2 - Je suis également attaché à l'idée de retremper le "pacte fondateur" entre l'Union et les différents peuples qui la constituent, par l'adoption d'une Déclaration des droits politiques et sociaux du citoyen européen, dans laquelle chacun pourrait se reconnaître et à laquelle chacun pourrait se référer. Pourquoi ne pas imaginer que le prochain Parlement européen s'attache à élaborer une déclaration solennelle de ce type ? Ses éléments existent déjà, sous une forme éparse, dans les textes constitutifs de l'Union, comme dans le Traité d'Amsterdam. On pourrait me rétorquer que cela relève de l'ordre du symbole. Mais rassembler dans un document unique ces droits, cela permet de les expliciter, de les rendre lisibles, d'en faire, en fin de compte, un instrument de mobilisation démocratique.
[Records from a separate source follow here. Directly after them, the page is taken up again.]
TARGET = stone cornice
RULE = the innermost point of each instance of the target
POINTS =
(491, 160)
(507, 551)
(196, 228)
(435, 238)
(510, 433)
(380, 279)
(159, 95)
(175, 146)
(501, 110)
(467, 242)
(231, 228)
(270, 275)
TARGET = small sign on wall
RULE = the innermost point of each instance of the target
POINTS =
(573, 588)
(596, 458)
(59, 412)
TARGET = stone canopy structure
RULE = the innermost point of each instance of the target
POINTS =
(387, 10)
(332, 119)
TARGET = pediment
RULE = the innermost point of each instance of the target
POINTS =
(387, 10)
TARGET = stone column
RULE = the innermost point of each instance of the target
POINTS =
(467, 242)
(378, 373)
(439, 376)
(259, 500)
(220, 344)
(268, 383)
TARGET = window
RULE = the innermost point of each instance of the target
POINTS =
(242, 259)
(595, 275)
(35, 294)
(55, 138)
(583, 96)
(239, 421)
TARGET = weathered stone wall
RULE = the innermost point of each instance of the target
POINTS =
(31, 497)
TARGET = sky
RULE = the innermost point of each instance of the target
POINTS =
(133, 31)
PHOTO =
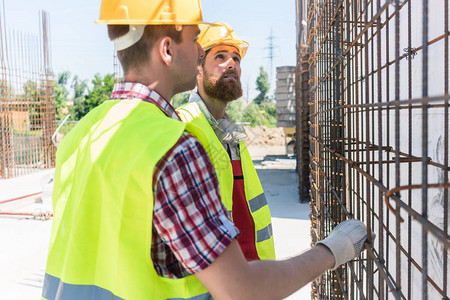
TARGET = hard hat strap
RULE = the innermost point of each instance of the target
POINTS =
(130, 38)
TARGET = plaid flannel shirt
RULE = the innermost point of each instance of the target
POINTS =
(190, 224)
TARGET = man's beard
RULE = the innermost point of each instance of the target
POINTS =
(223, 89)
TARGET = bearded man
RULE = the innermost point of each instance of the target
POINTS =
(218, 84)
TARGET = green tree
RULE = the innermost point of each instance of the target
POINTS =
(101, 91)
(235, 110)
(262, 85)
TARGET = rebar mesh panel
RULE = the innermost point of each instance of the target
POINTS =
(378, 94)
(27, 102)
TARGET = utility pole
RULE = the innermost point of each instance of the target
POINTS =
(270, 56)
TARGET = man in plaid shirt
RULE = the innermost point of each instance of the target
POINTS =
(191, 231)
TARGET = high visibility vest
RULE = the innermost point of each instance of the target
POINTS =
(254, 192)
(103, 207)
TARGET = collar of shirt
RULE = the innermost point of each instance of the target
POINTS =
(133, 90)
(226, 130)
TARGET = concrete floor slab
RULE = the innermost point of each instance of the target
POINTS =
(24, 241)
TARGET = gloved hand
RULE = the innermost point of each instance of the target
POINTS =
(346, 241)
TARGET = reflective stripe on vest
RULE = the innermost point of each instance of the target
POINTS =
(100, 246)
(54, 286)
(199, 126)
(257, 202)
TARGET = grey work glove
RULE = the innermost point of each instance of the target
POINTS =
(346, 241)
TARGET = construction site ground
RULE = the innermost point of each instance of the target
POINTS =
(25, 240)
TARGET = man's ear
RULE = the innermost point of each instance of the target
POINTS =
(200, 72)
(166, 50)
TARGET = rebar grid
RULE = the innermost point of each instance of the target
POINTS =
(27, 102)
(378, 97)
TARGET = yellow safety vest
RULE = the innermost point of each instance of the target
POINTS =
(103, 207)
(254, 192)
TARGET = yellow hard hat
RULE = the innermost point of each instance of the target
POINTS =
(150, 12)
(221, 33)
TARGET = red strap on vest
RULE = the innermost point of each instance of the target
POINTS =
(241, 214)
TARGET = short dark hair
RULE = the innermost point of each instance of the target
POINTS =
(134, 56)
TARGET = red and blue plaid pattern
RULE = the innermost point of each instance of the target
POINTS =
(190, 224)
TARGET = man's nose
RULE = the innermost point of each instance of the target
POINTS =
(231, 64)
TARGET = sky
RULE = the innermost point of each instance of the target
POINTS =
(80, 46)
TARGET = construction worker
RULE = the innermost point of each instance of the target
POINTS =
(218, 83)
(136, 203)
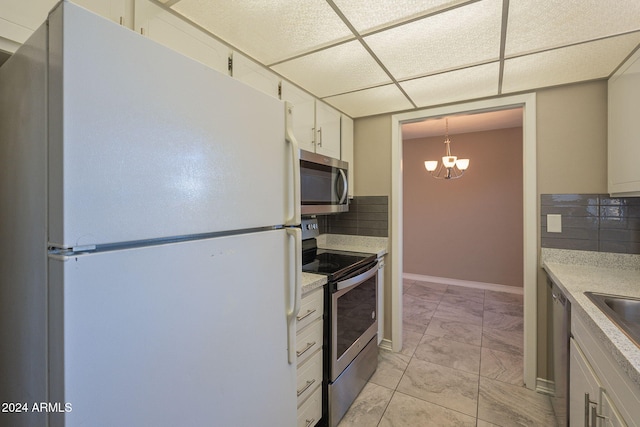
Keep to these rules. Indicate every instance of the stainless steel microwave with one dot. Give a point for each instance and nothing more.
(324, 184)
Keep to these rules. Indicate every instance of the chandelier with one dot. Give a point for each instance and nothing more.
(451, 167)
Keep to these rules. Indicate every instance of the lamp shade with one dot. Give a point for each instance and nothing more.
(462, 164)
(431, 165)
(449, 161)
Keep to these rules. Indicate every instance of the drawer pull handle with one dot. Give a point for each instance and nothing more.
(309, 345)
(306, 387)
(307, 314)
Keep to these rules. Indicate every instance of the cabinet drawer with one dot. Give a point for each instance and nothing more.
(309, 377)
(310, 411)
(308, 341)
(311, 308)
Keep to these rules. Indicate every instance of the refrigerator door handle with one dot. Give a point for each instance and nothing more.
(295, 282)
(295, 158)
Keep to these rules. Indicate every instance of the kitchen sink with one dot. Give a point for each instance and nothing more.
(623, 311)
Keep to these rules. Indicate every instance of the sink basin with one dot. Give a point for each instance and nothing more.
(623, 311)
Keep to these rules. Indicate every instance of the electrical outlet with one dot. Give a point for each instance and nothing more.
(554, 223)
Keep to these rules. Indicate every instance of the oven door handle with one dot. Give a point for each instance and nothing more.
(355, 281)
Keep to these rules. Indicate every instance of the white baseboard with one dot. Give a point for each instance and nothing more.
(545, 386)
(466, 283)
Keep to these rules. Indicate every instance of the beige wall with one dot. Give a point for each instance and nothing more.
(571, 158)
(449, 224)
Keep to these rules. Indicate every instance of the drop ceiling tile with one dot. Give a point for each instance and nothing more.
(468, 83)
(461, 37)
(336, 70)
(369, 102)
(587, 61)
(369, 16)
(544, 24)
(268, 30)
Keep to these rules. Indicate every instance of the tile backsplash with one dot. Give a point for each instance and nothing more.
(367, 216)
(592, 222)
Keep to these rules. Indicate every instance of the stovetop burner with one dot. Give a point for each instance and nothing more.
(334, 264)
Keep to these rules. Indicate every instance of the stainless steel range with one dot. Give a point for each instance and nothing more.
(351, 320)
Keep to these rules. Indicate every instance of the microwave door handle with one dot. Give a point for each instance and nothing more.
(343, 197)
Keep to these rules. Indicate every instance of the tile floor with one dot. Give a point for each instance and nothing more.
(460, 365)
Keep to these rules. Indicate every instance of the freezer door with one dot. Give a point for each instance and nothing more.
(185, 334)
(146, 143)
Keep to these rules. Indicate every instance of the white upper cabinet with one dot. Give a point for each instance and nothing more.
(624, 129)
(327, 130)
(303, 115)
(160, 25)
(254, 74)
(120, 11)
(20, 18)
(346, 151)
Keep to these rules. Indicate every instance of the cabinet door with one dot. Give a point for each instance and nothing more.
(169, 30)
(303, 114)
(624, 129)
(583, 382)
(255, 75)
(327, 130)
(19, 19)
(346, 149)
(119, 11)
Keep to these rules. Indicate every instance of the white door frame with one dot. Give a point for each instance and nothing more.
(530, 242)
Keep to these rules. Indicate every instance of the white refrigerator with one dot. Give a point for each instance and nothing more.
(150, 254)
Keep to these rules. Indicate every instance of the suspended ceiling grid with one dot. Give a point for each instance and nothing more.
(373, 57)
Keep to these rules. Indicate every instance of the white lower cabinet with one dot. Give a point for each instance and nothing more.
(600, 393)
(584, 389)
(309, 339)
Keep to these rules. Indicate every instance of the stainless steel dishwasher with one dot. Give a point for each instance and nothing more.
(561, 318)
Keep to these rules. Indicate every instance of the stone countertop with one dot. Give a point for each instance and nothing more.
(576, 272)
(343, 242)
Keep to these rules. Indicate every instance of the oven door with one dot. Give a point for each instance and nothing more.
(354, 318)
(323, 184)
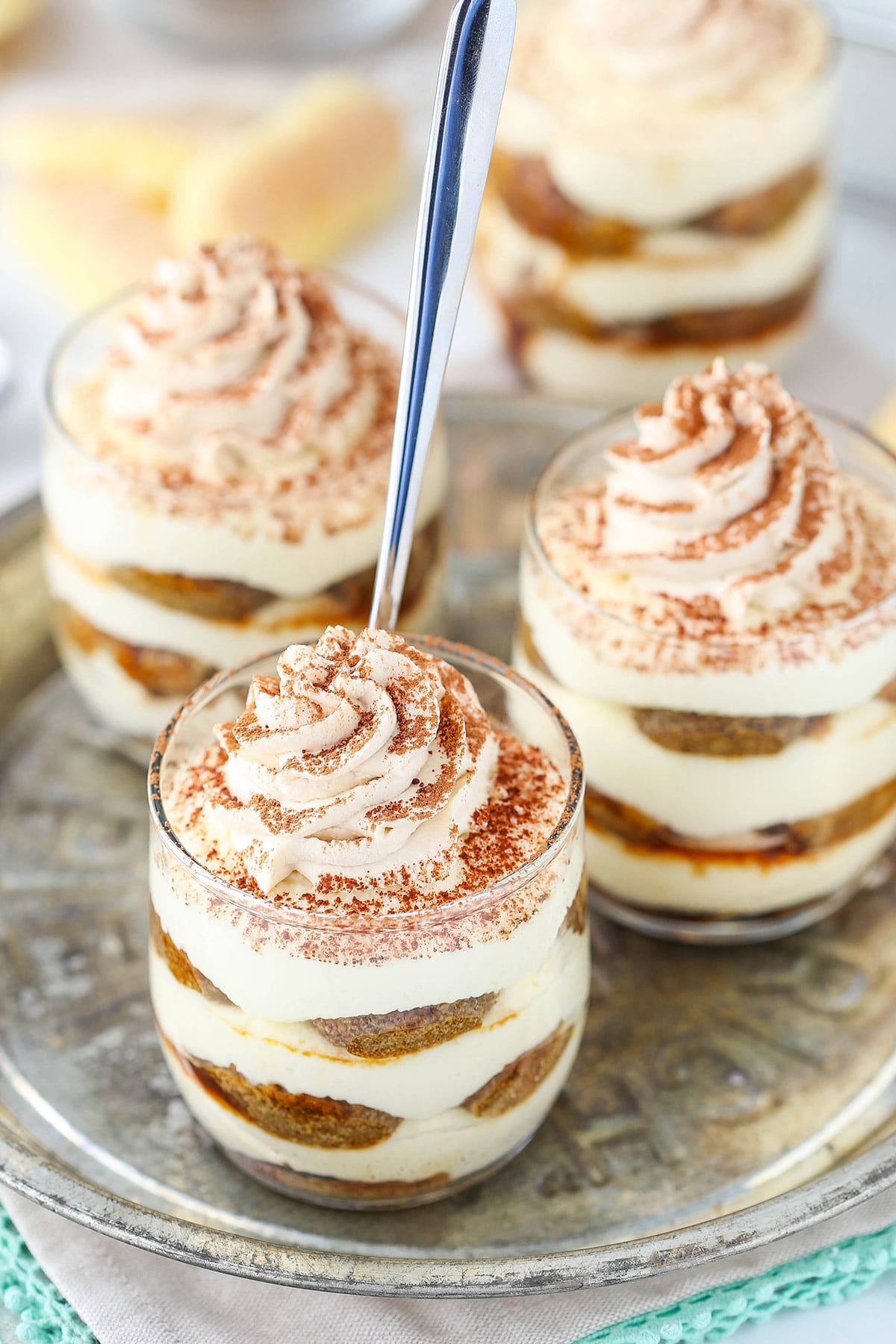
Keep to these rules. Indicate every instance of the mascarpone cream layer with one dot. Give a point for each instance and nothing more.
(105, 526)
(711, 797)
(671, 272)
(744, 886)
(137, 620)
(453, 1142)
(817, 685)
(128, 707)
(272, 976)
(414, 1086)
(660, 111)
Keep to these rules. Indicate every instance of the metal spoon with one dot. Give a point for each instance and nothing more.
(470, 87)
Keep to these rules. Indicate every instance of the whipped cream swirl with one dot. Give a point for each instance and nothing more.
(231, 362)
(731, 492)
(363, 761)
(702, 50)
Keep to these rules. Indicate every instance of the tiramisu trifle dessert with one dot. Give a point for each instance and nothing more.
(370, 959)
(215, 476)
(657, 191)
(709, 591)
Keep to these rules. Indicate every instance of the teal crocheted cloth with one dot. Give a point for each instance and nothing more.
(817, 1280)
(45, 1317)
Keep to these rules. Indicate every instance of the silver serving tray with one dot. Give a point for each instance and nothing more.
(722, 1098)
La symbolique a toute sa part dans la constitution de sociétés humaines et de formes politiques. Qu'on se rappelle la Déclaration française de 1789 ou de la Déclaration américaine des droits de 1791.
3 - Avant de conclure, je souhaite dire un mot de commentaire sur la proposition originale formulée par la fondation "Notre Europe", présidée par Jacques Delors, selon laquelle chaque grande formation politique pourrait désigner un candidat à la présidence de la Commission lors des élections au Parlement européen. Je vois les objections - sérieuses - qu'elle peut susciter et qui doivent être examinées. Mais cette proposition constitue une piste éventuelle pour répondre au déficit d'expression populaire, comme au manque d'identification du pouvoir en Europe. Il me semble qu'on ne peut à la fois plaider pour une Europe politique et écarter d'un revers de main cette suggestion. Le grand mérite de cette proposition est, en tout cas, d'inviter les organisations politiques à ouvrir le débat, à mettre un peu d'attrait dans des élections dont le citoyen se désintéresse. J'espère qu'elles sauront s'en saisir.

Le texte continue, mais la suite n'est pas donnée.